Abstract :
[fr] Face aux querelles linguistiques entre Francophones et Néerlandophones qui paralysent le pays, la communauté germanophone de Belgique tente de trouver sa place dans un état multilingue. Pays de marche fondé lors de la Révolution de 1830, la Belgique a eu du mal à définir ses limites. Si la frontière méridionale avec la France n'est jamais vraiment remise en cause, celles du Nord et de l'Est sont davantage problématiques. La limite septentrionale fut fixée en 1839, lors du traité des XXIV articles de Londres, même si elle a eu du mal à renoncer aux bouches du Rhin ou au Limbourg. La frontière de l'Est reste épineuse. Le Grand Duché de Luxembourg demeure jusqu'à la Deuxième Guerre mondiale une revendication vive du Royaume. Celles de l'Allemagne sont également très critiquées. Pendant tout le XIXe siècle elle fut dans une large mesure largement fantasmée.
Elle fut d'abord le cadre d'une expérience politique inédite, le Territoire neutre de Moresnet. Né d'un contentieux du traité de Vienne (1815), ce village et son gisement de cuivre furent coadministrés par le Royaume des Pays-Bas (puis la Belgique à partir de 1830) et la Prusse (devenue Allemagne en 1870). Pendant un siècle, ce territoire neutre réinvente totalement la notion de frontière. En effet, ici il s'agit non pas d'une ligne, mais d'une surface. Entité sans loi bien définie, elle devient un lieu totalement imaginé. Elle fut alors le havre supposé de toutes les canailles de l'Occident (« Far West » européen). Un des premiers casinos à voulu s'y installer. On a même voulu faire de Moresnet le premier territoire espérantiste du monde afin de dépasser les questions linguistiques. Les représentations de la frontière belgo-germanique sont polyformes tout au long du XIXe siècle. On la définit comme une zone de transition avec ses nombreux contrebandiers, une zone interlope (entre deux états, voire entre deux mondes comme en témoigne la présence de vampires), mais aussi une zone de fermeture avec l'avénement de l'Etat-nation et du nationalisme.
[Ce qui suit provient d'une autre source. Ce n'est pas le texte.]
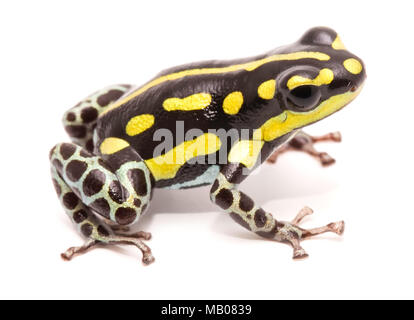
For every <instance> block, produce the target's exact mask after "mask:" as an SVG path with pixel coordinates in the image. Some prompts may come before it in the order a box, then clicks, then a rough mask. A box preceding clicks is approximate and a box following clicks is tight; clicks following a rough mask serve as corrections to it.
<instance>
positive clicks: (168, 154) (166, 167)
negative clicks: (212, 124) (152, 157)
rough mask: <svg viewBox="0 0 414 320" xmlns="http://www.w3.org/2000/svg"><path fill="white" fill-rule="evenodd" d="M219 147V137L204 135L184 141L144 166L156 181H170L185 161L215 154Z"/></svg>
mask: <svg viewBox="0 0 414 320" xmlns="http://www.w3.org/2000/svg"><path fill="white" fill-rule="evenodd" d="M220 147H221V141H220V139H219V137H217V136H216V135H215V134H212V133H205V134H203V135H201V136H199V137H197V138H196V139H194V140H191V141H184V142H183V143H181V144H180V145H178V146H176V147H175V148H173V149H171V150H170V151H168V152H167V153H165V154H163V155H160V156H158V157H155V158H152V159H149V160H145V164H146V165H147V166H148V168H149V169H150V171H151V173H152V175H153V176H154V178H155V179H156V180H161V179H172V178H174V177H175V175H176V174H177V172H178V170H179V169H180V168H181V167H182V165H183V164H185V163H186V162H187V161H189V160H190V159H192V158H195V157H197V156H203V155H206V154H210V153H214V152H217V150H219V149H220Z"/></svg>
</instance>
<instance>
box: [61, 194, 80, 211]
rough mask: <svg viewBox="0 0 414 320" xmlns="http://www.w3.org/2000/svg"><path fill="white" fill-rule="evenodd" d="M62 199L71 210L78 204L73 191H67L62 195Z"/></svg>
mask: <svg viewBox="0 0 414 320" xmlns="http://www.w3.org/2000/svg"><path fill="white" fill-rule="evenodd" d="M62 201H63V205H64V206H65V207H66V208H67V209H69V210H73V209H75V207H76V206H77V205H78V202H79V199H78V197H77V196H76V194H74V193H73V192H68V193H66V194H65V195H64V196H63V199H62Z"/></svg>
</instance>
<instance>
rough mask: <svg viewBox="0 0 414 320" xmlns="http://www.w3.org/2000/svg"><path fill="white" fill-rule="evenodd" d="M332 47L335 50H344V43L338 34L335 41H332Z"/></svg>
mask: <svg viewBox="0 0 414 320" xmlns="http://www.w3.org/2000/svg"><path fill="white" fill-rule="evenodd" d="M332 48H334V49H335V50H346V48H345V46H344V44H343V43H342V40H341V38H340V37H339V36H337V37H336V39H335V41H334V42H332Z"/></svg>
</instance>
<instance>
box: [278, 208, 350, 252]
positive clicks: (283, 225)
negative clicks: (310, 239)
mask: <svg viewBox="0 0 414 320" xmlns="http://www.w3.org/2000/svg"><path fill="white" fill-rule="evenodd" d="M312 213H313V210H312V209H310V208H309V207H304V208H303V209H302V210H300V211H299V213H298V214H297V215H296V217H295V218H294V219H293V220H292V221H291V222H279V225H280V228H279V230H278V232H277V234H276V239H277V240H279V241H283V242H287V243H290V244H291V245H292V247H293V259H302V258H306V257H308V254H307V253H306V251H305V250H304V249H303V248H302V247H301V246H300V241H301V240H305V239H309V238H311V237H313V236H316V235H319V234H322V233H326V232H333V233H336V234H337V235H342V234H343V233H344V230H345V222H344V221H337V222H331V223H329V224H327V225H326V226H323V227H319V228H313V229H303V228H301V227H299V224H300V222H301V221H302V220H303V218H304V217H306V216H308V215H310V214H312Z"/></svg>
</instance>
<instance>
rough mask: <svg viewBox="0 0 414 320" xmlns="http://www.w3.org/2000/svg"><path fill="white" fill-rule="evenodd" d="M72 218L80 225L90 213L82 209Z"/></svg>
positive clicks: (74, 213)
mask: <svg viewBox="0 0 414 320" xmlns="http://www.w3.org/2000/svg"><path fill="white" fill-rule="evenodd" d="M72 217H73V221H75V222H76V223H78V224H79V223H81V222H83V221H85V220H86V219H87V218H88V213H87V212H86V211H85V210H83V209H81V210H78V211H76V212H75V213H73V216H72Z"/></svg>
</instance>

A partir de 1914, elle devient un enjeu de géopolitique européenne. Il s'agit de la première frontière violée par l'Allemagne en août. Dès la fin du conflit, la Belgique souhaite annexer les districts de Moresnet, d'Eupen et de Malmedy avançant l'argument historique (ils faisaient partie des Pays-Bas espagnols) ou linguistique (Malmedy est largement francophone). A Versailles, la Belgique essaie de se faire entendre en s'appuyant avant tout sur le concours de Georges Clémenceau. Même si la délégation allemande tente de repousser cette annexion, le traité final attribue tous ces districts à la Belgique. Pour la première fois de son histoire le territoire de la Belgique s'étend. Un plébiscite est tout de même organisé en 1920, mais à main levée. L'écrasante majorité des électeurs se prononce pour un rattachement au royaume. Ils deviennent citoyens belges en 1925. Toutefois, la réorientation de cette périphérie vers Bruxelles n'est pas sans poser des problèmes techniques. Pendant les années 20 et 30, cet espace frontalier favorise l'irredentisme allemand, à tel point qu'on le nomme parfois « l'Alsace-Lorraine » belge. Ils sont même intégrés au Reich en 1940.
A la fin de la Deuxième Guerre mondiale, ils font définitivement leur retour au territoire belge. L'état fait tout pour intégrer pleinement ces marges et cette communauté pleinement au sein de la société. Dans le cadre des querelles linguistiques et de la question du fédéralisme qui déchirent le royaume, les Germanophones restent discrets. Néanmoins, dans le cadre des lois linguistiques de 1963, une région de langue allemande est créée et reconnue : la Belgique reconnaît trois communautés linguistiques. Pourtant, part entière de la province de Liège, elle s'individualise au sein de la communauté culturelle germanophone de Belgique à partir des années 70 et 80, avec ses propres compétences, son gouvernement, son parlement, ses medias, sa police etc. Souvent loin du centre Bruxellois et de ses problèmes, elle semble davantage se tourner vers l'acteur européen, notamment par l'intermédiaire de l'eurorégion Rhin-Meuse.
Ainsi, cette géohistoire de la frontière de l'Est et de la communauté germanophone de Belgique permet une réflexion intéressante sur les limites politiques mais aussi linguistiques à la fois à l'extérieur comme à l'intérieur du pays. Périphérie de la Belgique, elle n'en demeure pas moins un arbitre qui veut jouer pleinement son rôle au sein du Royaume et de l'Europe de demain.